Comparing in-situ leaf observations in early spring with flux tower CO2 exchange, MODIS EVI and modeled LAI in a northern mixed forest

Abstract

Changes in the timing and duration of spring leaf development have implications for the start of the carbon uptake period and are therefore fundamental to the accurate calculation of carbon budgets, and in determining the potential for forests to sequester CO2. Here, we examined trends in CO2 exchange (Net Ecosystem Exchange (NEE), Gross Primary Production (GPP) and Ecosystem Respiration (ER)) (1997–2016) and satellite derived measures (Enhanced Vegetation Index (EVI) and modeled Leaf Area Index (LAI)) of the start of spring from the MODIS product MOD13Q1 (2001–2016) for a mixed forest landscape in northern Wisconsin, USA. We then explored the relationship between these indirect determinants of spring phenology and the timing and duration of spring phenophases (bud-burst, leaf-out, full-leaf unfolded) of trees over a 5-year period (2006–2010). Contrary to earlier studies focus’, our analysis did not find a consistent link between the early transition, of the forest stand from C source to sink with increased annual productivity.
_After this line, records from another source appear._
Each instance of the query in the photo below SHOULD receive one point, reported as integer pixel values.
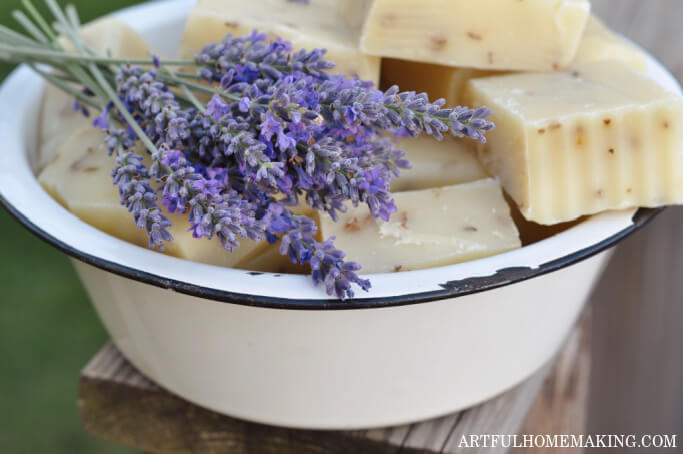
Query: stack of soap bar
(323, 24)
(271, 261)
(437, 81)
(599, 43)
(79, 178)
(488, 34)
(597, 137)
(432, 227)
(58, 119)
(437, 163)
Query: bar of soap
(432, 227)
(597, 137)
(271, 261)
(326, 24)
(79, 178)
(437, 81)
(437, 163)
(531, 35)
(599, 43)
(58, 119)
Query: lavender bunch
(280, 129)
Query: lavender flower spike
(140, 199)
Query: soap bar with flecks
(531, 35)
(432, 227)
(438, 81)
(58, 119)
(80, 179)
(596, 137)
(598, 43)
(437, 163)
(324, 24)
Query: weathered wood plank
(562, 406)
(118, 403)
(637, 383)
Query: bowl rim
(438, 283)
(451, 289)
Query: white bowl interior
(162, 26)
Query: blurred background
(48, 330)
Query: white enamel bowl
(272, 348)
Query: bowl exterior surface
(341, 369)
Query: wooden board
(118, 403)
(637, 371)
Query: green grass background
(48, 330)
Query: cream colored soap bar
(489, 34)
(597, 137)
(432, 227)
(58, 119)
(437, 81)
(330, 25)
(599, 43)
(437, 163)
(80, 180)
(271, 261)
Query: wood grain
(637, 384)
(118, 403)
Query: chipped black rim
(450, 289)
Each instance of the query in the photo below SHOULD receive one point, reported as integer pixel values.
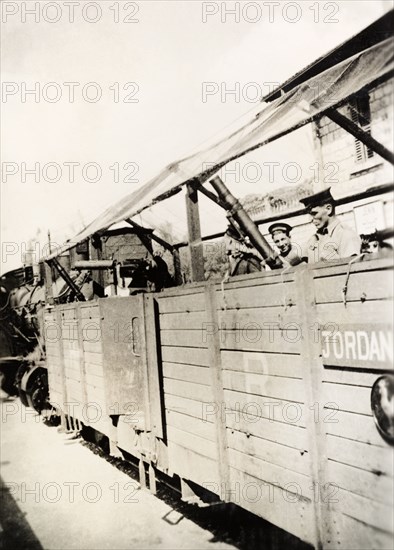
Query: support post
(48, 285)
(215, 366)
(194, 232)
(313, 376)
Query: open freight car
(258, 390)
(272, 390)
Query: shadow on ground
(227, 522)
(15, 533)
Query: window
(360, 113)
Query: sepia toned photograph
(196, 275)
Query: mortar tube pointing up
(247, 225)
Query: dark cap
(280, 227)
(318, 199)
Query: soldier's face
(321, 215)
(282, 241)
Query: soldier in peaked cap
(289, 254)
(333, 240)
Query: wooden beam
(194, 232)
(154, 237)
(198, 187)
(167, 246)
(360, 134)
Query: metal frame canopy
(303, 104)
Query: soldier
(243, 257)
(333, 240)
(289, 255)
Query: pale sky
(169, 53)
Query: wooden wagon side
(244, 389)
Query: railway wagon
(257, 390)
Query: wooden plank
(188, 389)
(204, 411)
(361, 286)
(185, 338)
(90, 311)
(281, 455)
(93, 368)
(380, 311)
(255, 495)
(289, 389)
(359, 345)
(94, 358)
(267, 318)
(277, 432)
(181, 304)
(94, 380)
(259, 297)
(361, 455)
(351, 533)
(177, 371)
(375, 487)
(342, 397)
(256, 339)
(263, 363)
(352, 426)
(192, 425)
(183, 321)
(194, 466)
(375, 514)
(350, 377)
(186, 356)
(96, 396)
(325, 269)
(298, 484)
(93, 347)
(241, 404)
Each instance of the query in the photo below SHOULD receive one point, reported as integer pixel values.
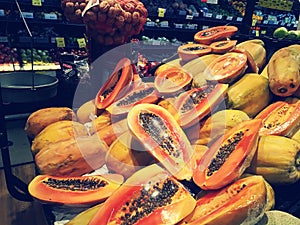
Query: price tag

Interestingly, while annual regional NEE trended from a source to a sink over the study period, there were no significant concomitant trends in the timing of the start of the season, peak season or the duration of the season derived from (i) satellite data (2001–2016), (ii) flux data (1997–2016) nor from in situ observations (2006–2010). The range of time periods used and difference in phenological determinants examined likely contributed to a lack of expected relationships. The results highlight the need for in situ observations of different forest layers, in particular shrubs, which could help explain current discrepancies between direct and indirect determinants of spring phenology. Furthermore, characterization of abiotic influences on C flux measurements may further explain some of the observed discrepancies.